According to the authors’ knowledge, there has been no clear comprehensive evaluation proposed up to now in the consideration of both cooling effectiveness and aerodynamic loss. In present study, a new criterion η_comp is defined to evaluate the film cooling comprehensive performance accounting for cooling effectiveness and aerodynamic loss, which can be calculated as follow

$$\eta_{\text{comp}} = \frac{{\eta_{\text{rel}} }}{{\xi_{\text{rel}} }}$$

(10)

If η_comp has a higher value, this means that that the model has higher cooling performance and lower aerodynamic loss, and thus better film cooling comprehensive performance. This parameter can be clearly evaluated the comprehensive performance for different models at the same blowing ratio.
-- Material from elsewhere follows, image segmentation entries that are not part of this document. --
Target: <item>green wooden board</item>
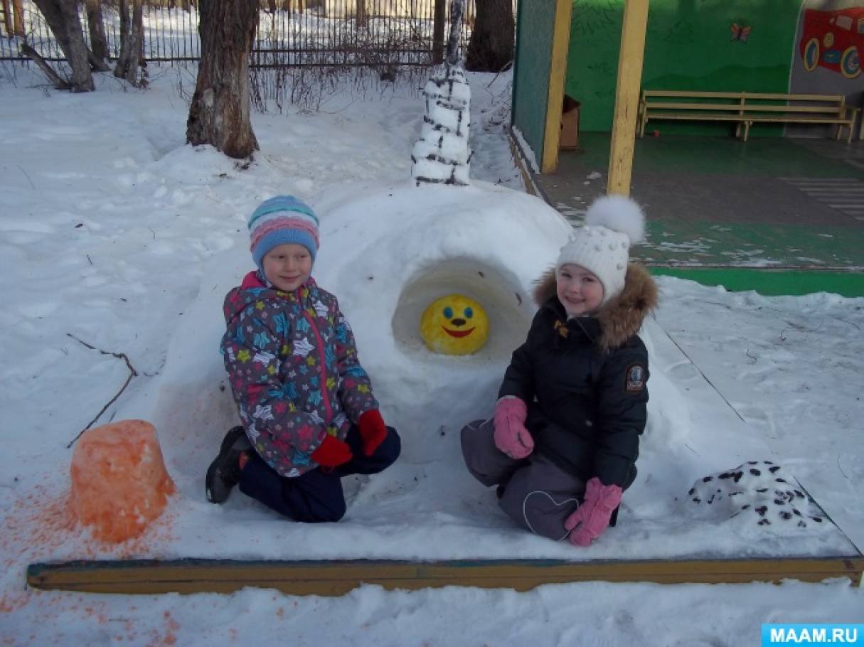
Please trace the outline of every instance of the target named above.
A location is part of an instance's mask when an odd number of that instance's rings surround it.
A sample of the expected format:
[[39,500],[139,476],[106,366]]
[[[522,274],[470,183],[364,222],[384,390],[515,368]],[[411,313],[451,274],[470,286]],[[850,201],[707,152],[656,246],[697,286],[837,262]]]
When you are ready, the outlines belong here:
[[659,584],[817,582],[846,577],[860,586],[864,557],[746,560],[558,560],[401,561],[67,561],[31,564],[29,586],[42,590],[112,593],[226,593],[245,587],[293,595],[343,595],[361,584],[418,589],[448,586],[527,591],[580,581]]

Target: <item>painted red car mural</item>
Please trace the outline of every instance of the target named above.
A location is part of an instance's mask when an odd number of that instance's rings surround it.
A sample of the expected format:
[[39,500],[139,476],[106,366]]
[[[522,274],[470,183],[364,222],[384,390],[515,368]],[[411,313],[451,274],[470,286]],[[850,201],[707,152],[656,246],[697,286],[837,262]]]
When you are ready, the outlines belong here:
[[864,7],[838,11],[804,10],[798,49],[807,72],[822,66],[854,79],[861,73],[864,56]]

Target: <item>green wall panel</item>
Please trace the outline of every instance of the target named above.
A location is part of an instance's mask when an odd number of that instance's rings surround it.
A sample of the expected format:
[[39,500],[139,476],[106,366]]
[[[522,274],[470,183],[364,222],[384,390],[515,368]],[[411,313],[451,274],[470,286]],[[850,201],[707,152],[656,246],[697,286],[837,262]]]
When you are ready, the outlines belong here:
[[546,127],[555,4],[555,0],[520,0],[518,12],[512,123],[531,147],[538,165]]
[[[624,0],[574,0],[565,92],[582,104],[581,130],[612,129],[623,8]],[[797,0],[651,0],[642,87],[788,92],[800,8]]]

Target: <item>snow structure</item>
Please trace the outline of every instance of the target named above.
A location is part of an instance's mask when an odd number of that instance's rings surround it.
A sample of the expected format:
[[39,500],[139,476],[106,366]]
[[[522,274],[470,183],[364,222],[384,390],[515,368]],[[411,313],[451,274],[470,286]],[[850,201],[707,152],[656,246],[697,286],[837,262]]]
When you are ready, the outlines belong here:
[[[771,460],[748,460],[734,469],[708,474],[688,492],[697,514],[718,521],[740,517],[743,523],[777,524],[775,532],[797,531],[823,523],[825,513],[801,485]],[[794,527],[794,528],[793,528]]]
[[426,111],[411,151],[411,177],[419,187],[468,184],[471,88],[461,65],[445,63],[423,88]]
[[[642,332],[651,357],[648,424],[638,476],[624,496],[618,526],[589,550],[516,527],[497,505],[493,488],[467,473],[459,430],[492,415],[504,371],[537,311],[535,281],[554,265],[570,225],[538,198],[479,181],[459,188],[346,184],[310,204],[321,218],[321,241],[313,275],[339,298],[381,413],[402,437],[402,456],[381,474],[343,479],[348,513],[339,532],[350,541],[334,542],[331,524],[286,523],[238,491],[224,505],[206,503],[204,473],[226,430],[238,422],[218,349],[224,296],[252,264],[241,232],[234,248],[209,260],[161,374],[118,412],[146,418],[160,429],[180,493],[170,504],[170,536],[151,543],[150,556],[586,560],[854,554],[831,523],[790,524],[782,534],[778,524],[753,523],[742,532],[740,517],[706,517],[702,509],[684,504],[690,484],[705,474],[774,456],[651,318]],[[472,355],[432,352],[420,336],[424,308],[454,292],[480,302],[489,319],[487,342]],[[686,393],[667,371],[676,373],[679,384],[683,379]],[[715,433],[691,433],[705,421]],[[735,495],[735,504],[748,498],[757,504],[760,497],[746,491]]]
[[71,475],[75,518],[112,543],[141,535],[175,492],[156,430],[143,420],[86,431],[75,445]]

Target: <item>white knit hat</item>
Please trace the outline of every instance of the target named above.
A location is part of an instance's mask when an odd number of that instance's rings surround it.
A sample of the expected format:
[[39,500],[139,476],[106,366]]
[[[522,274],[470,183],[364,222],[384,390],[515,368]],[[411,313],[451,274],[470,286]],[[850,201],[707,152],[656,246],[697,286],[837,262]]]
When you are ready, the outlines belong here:
[[581,265],[603,284],[603,304],[624,289],[630,246],[645,236],[645,213],[623,195],[595,200],[585,213],[585,225],[561,248],[556,274],[569,263]]

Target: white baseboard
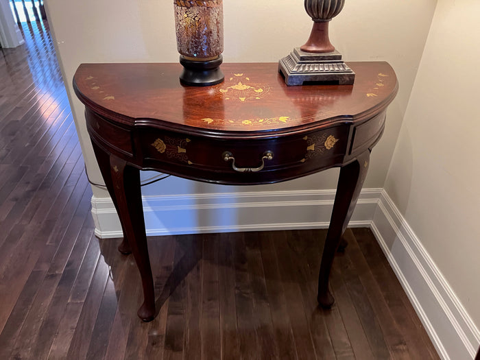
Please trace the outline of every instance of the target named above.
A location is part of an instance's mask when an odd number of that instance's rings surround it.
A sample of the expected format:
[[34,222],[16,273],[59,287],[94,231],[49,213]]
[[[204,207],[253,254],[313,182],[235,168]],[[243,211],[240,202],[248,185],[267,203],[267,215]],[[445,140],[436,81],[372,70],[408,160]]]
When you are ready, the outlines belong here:
[[[147,235],[326,228],[335,190],[147,196]],[[92,198],[95,235],[120,237],[110,199]],[[473,359],[480,332],[398,208],[381,189],[361,191],[350,226],[372,228],[439,355]]]
[[[350,221],[368,226],[381,189],[365,189]],[[328,228],[334,190],[262,191],[143,197],[149,236]],[[122,236],[113,203],[92,197],[95,235]]]
[[439,355],[473,359],[480,332],[385,191],[371,228]]

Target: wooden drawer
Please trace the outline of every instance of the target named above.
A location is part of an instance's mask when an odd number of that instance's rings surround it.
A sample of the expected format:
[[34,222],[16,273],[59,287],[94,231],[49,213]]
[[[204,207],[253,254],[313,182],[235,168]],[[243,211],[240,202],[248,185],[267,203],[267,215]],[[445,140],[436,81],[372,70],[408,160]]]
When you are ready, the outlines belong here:
[[[139,135],[143,157],[152,164],[152,167],[169,164],[172,168],[191,167],[202,172],[238,174],[232,169],[232,160],[225,161],[226,152],[235,158],[238,168],[260,167],[263,154],[271,152],[273,158],[265,162],[265,167],[259,173],[291,170],[295,172],[292,177],[298,177],[304,172],[338,163],[339,156],[345,154],[348,127],[266,139],[239,136],[238,139],[221,140],[151,130],[140,130]],[[153,165],[158,163],[161,165]]]

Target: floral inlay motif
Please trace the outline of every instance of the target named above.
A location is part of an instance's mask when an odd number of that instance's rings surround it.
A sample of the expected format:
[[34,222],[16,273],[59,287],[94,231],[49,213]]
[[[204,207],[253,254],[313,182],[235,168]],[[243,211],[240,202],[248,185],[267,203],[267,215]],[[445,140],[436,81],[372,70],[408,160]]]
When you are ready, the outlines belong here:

Figure 14 shows the film cooling comprehensive evaluations for models 1–7 at M = 0.5, 1.0 and 1.5, respectively. At M = 1.5, model 4 has highest comprehensive performance with the value of 0.926. Hence, Lc = − 4D is the optimal streamwise position at M = 1.5. This conclusion is in accordance with the analysis on the criterion of area-averaged cooling effectiveness in Fig. 13 at M = 1.5. At M = 0.5, the comprehensive performance with the value of 1.458 is achieved for model 2, which is slightly higher than those for model 3 and models 5–7. But, model 4 shows almost comparative comprehensive performance with model 1 without block at M = 0.5. At M = 1.0, models 2–7 show remarkable improvements on the basic of model 1, and model 5 exhibits highest comprehensive performance with value of 1.807. It can be found that the optimal models obtained in terms of the comprehensive performance are exactly the same as the ones in terms of area-averaged cooling effectiveness. This is mainly caused by the narrow variation of the relative aerodynamic loss, which can be clearly seen in Fig. 12.

Fig. 14

Comprehensive evaluations for models 1–7

4 Conclusions

In this study, the effect of streamwise position of crescent-shaped block of a row of circular holes on flow field, cooling effectiveness and aerodynamic loss at three blowing ratios M = 0.5, 1.0 and 1.5 are systematically investigated by using the numerical method. Totally seven models including model 1 without block, models 2–4 with upstream blocks (L_c = − 6D, − 5D and − 4D) and model 5–7 with downstream block (L_c = 0.5D, 1.5D and 2.5D) are simulated. The downstream vortex structures, cooling effectiveness and aerodynamic loss are analyzed in details. The following conclusions can be summarized as follows:

1. (1)

   Compared with model 1 without block, the flow property of the ejected coolant is altered by the crescent-shaped block placed whether upstream or downstream the hole, and the detrimental effect of the CRVP is weakened by the additional anti-CRVP. When the block is located upstream the hole, the interaction between the mainstream hot airs and the block results in the generation of the anti-CRVP, which suppresses the coolants to be attached on the wall and improves the coolant coverage in the lateral direction. But if the block is placed downstream the hole, the anti-CRVP is induced by the interaction between the ejected coolants and the block, which can also expand the lateral coolant coverage.

2. (2)

   The upstream or downstream block improves the area-averaged cooling effectiveness at blowing ratios ranged from 0.5 to 1.5. But the area-averaged cooling effectiveness varies for configurations with block at different streamwise positions and at various blowing ratios. The maximum area-averaged cooling effectiveness achieves for model 2 at M = 0.5, for model 5 at M = 1.0, but for model 4 at M = 1.5.

3. (3)

   The aerodynamic losses for models with the presence of block whether upstream or downstream are higher than the model without block. The aerodynamic losses increase for either model with the increasing of blowing ratio. Comparatively, models 5–7 with downstream block have slight lower aerodynamic losses than models 2–4 with upstream block at M = 0.5, but higher aerodynamic losses at M = 1.0 and 1.5.

4. (4)

   A new comprehensive criterion for film cooling is proposed in consideration of both cooling performance and aerodynamic loss. Due to the narrow variation of the aerodynamic loss for the models investigated in present study, the configurations with highest comprehensive performance are still model 4 at M = 0.5, model 5 at M = 1.0 and model 4 at M = 1.5, respectively.